If I was to post (in eg.):

He looked at the pool, saw it was it empty, and jumped in regardless.

There is nothing about that line or post, that could be considered breaking the EULA/TOS.

but…

There is an innate comprehension, that such a person would be foolish ( or the forbidden term stupid) for doing so.

Yet if I was to specifically cite that such a person was foolish or stupid for doing such a thing, my comment/thread would likely be deleted or banned.

Why is there this disparity between inferred prohibited term, and actual usage of prohibited term?

In this example, if anyone did not think the person was foolish or stupid for committing such and act. I dunno what to make of that as it relates to everything as a whole.
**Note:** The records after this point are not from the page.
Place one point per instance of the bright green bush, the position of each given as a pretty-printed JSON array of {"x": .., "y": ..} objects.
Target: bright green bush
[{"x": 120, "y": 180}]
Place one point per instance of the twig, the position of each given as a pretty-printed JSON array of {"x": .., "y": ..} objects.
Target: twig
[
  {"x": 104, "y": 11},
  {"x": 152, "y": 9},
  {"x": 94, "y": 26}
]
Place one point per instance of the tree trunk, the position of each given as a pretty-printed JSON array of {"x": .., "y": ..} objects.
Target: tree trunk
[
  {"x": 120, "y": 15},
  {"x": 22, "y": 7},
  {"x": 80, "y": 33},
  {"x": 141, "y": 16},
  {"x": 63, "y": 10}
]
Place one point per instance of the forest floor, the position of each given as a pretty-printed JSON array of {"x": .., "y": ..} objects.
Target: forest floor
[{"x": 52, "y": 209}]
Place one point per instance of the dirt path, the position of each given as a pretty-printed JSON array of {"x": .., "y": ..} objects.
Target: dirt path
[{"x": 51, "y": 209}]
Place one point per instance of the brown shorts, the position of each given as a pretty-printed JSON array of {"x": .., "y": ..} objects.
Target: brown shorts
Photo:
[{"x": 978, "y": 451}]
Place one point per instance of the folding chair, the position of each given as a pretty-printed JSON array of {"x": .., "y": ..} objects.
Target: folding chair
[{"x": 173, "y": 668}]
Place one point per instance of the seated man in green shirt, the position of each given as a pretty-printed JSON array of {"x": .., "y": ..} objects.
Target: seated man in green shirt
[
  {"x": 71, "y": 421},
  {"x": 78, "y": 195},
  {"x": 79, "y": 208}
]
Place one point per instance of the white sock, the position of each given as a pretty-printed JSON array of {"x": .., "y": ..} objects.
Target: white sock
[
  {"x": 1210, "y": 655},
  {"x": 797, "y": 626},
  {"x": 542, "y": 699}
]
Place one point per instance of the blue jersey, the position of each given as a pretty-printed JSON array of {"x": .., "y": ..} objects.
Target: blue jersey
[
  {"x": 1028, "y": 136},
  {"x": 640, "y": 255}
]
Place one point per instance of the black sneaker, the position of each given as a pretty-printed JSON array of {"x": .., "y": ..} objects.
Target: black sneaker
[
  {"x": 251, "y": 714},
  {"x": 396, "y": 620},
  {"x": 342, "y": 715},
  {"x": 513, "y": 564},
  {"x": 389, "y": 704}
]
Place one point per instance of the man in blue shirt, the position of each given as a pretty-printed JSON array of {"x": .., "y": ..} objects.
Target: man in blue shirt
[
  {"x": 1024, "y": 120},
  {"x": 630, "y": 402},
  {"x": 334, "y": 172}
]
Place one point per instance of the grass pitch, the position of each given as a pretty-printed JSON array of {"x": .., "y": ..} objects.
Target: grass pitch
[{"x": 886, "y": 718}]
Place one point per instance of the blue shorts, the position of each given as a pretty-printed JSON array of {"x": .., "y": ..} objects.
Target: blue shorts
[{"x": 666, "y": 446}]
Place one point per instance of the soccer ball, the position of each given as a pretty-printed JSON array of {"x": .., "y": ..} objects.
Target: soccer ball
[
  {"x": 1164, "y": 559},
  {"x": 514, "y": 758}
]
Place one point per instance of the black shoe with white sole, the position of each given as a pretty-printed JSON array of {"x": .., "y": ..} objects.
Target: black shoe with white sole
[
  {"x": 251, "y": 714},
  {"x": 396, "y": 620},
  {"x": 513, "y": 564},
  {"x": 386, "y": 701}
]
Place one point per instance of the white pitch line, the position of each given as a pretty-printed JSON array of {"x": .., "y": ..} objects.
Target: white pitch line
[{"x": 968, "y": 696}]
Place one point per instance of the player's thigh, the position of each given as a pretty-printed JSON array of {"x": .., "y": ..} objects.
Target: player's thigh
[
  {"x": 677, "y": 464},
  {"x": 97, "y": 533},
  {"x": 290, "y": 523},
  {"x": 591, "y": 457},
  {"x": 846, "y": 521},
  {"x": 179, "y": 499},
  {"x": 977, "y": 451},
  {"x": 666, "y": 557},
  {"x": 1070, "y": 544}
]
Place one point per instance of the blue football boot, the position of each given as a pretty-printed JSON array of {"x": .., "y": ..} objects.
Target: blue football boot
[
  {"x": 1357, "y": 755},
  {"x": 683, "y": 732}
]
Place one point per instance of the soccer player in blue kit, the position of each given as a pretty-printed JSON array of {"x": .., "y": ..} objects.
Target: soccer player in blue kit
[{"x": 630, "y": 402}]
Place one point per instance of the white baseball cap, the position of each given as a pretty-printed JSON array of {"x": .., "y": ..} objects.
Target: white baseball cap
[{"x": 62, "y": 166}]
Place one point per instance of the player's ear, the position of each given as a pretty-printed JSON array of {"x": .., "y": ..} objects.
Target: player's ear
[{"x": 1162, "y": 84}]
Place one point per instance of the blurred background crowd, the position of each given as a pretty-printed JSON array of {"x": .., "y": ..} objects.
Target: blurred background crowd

It is accepted that a person posting and/or reading the forum, must be able to input characters via a keyboard, and given that, must have a certain amount of reading comprehension and written english skills (i.e. as per a resume; what would you classify your reading/written language level? in english in this case). Let alone the ability to infer deeper meanings than just what the written words themselves mean.

So why does Blizzard single out and target players that post specific meanings, and not players that elude to indepth meanings of the same nature?

Is it a case that moderators are not able to decipher that: written stupid == inferred stupid?

I’m just trying to understand the thought process and how the policies apply.

ie: It’s not ok write stupid, thereby 100% of readers that would have understood that I feel or believe the subject is stupid don’t have that benefit. But rather if I imply they are stupid but not actually write it, maybe 80% of readers get the meaning, and believe I meant and feel the subject is stupid, and it’s ok .

The forum is mostly on automation with very little organic oversight. So there are thresholds that when met, automatic actions are taken. And usually only on review via a ticket submission does that organic driven oversight ever get involved. For example (and these numbers are made up for illustrating the idea, so dont quote these values) if like 3 different people flag the same post as trolling, it would then hide the post from general view where you have to click the post to see it. If say 5 people flag it as spam, it might be removed, if say 3 people flag it as real life threat, it would be deleted entirely. Organic oversight may not be alerted to any abnormal activity until the same user account has at least 2 of these types of automated actions (or 1 in case of the IRL threat I would assume). But submitted tickets to the forum help desk with detailed and thought out arguments for your case for yourself in defense against these actions taken against you, with evidence, can often either remove the actions taken, or have the penalties that normally would apply mitigated or adjudicated.